The properties of different types of collagen fibers vary from tissue to tissue. For example, the collagen
fibers found in cartilage attract more water molecules than those in bone, which gives cartilage a more
cushioning effect.
Collagen fibers often occur in parallel bundles. The bundle arrangement adds great strength to the tissue.
Chemically, collagen fibers consist of the protein collagen, which is the most abundant protein in your body,
representing about 25% of the total.
Collagen fibers are found in most types of connective tissues, especially bone, cartilage, tendons, and
ligaments.
16. Elastic fibers
Elastic fibers, which are smaller in diameter than collagen fibers, branch and join together
to form a network within a tissue.
An elastic fiber consists of molecules of the protein elastin surrounded by a glycoprotein
named fibrillin, which adds strength and stability. Because of their unique molecular structure,
elastic fibers are strong but can be stretched up to 150% of their relaxed length without
breaking.
Equally important, elastic fibers have the ability to return to their original shape after being
stretched, a property called elasticity. Elastic fibers are plentiful in skin, blood vessel walls, and
lung tissue.
17. Reticular fibers
Reticular fibers consisting of collagen arranged in fine bundles with a coating of
glycoprotein, provide support in the walls of blood vessels and form a network around the cells
in some tissues, such as areolar connective tissue, adipose tissue, and smooth muscle tissue.
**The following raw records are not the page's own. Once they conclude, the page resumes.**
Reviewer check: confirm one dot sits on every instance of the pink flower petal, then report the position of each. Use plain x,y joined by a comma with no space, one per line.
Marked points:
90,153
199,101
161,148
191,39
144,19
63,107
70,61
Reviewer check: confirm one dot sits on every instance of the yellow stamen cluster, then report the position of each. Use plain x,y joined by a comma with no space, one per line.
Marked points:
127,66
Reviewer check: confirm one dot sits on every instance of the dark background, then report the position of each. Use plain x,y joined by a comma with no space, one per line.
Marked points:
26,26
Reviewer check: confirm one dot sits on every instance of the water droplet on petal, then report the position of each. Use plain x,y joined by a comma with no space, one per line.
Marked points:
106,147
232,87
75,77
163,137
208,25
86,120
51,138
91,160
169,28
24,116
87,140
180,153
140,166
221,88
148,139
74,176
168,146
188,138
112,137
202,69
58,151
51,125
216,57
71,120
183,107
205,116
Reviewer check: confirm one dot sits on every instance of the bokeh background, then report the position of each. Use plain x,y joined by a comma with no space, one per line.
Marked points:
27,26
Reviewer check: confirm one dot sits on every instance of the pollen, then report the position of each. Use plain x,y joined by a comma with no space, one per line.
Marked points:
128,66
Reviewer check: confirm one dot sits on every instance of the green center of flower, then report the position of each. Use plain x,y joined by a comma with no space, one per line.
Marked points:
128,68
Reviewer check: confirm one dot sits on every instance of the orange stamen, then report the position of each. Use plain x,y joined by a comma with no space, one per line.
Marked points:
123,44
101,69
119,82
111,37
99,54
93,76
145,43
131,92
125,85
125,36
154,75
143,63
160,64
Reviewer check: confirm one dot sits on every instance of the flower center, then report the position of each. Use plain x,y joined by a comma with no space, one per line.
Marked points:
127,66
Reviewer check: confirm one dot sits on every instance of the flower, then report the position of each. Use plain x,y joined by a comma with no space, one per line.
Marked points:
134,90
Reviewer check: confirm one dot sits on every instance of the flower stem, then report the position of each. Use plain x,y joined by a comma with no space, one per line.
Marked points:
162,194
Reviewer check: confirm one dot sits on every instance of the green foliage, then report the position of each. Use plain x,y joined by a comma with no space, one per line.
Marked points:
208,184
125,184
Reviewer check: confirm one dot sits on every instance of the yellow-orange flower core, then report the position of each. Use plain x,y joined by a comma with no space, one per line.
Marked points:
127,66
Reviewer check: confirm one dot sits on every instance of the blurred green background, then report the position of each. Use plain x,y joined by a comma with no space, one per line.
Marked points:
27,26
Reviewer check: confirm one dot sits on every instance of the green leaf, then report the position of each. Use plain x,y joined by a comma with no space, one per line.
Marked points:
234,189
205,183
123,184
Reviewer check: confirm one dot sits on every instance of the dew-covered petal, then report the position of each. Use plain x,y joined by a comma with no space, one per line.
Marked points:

Produced by fibroblasts, reticular fibers are much thinner than collagen fibers and form
branching networks. Like collagen fibers, reticular fibers provide support and strength.
Reticular fibers are plentiful in reticular connective tissue, which forms the stroma (bed or
covering) or supporting framework of many soft organs, such as the spleen and lymph nodes.
These fibers also help form the basement membrane.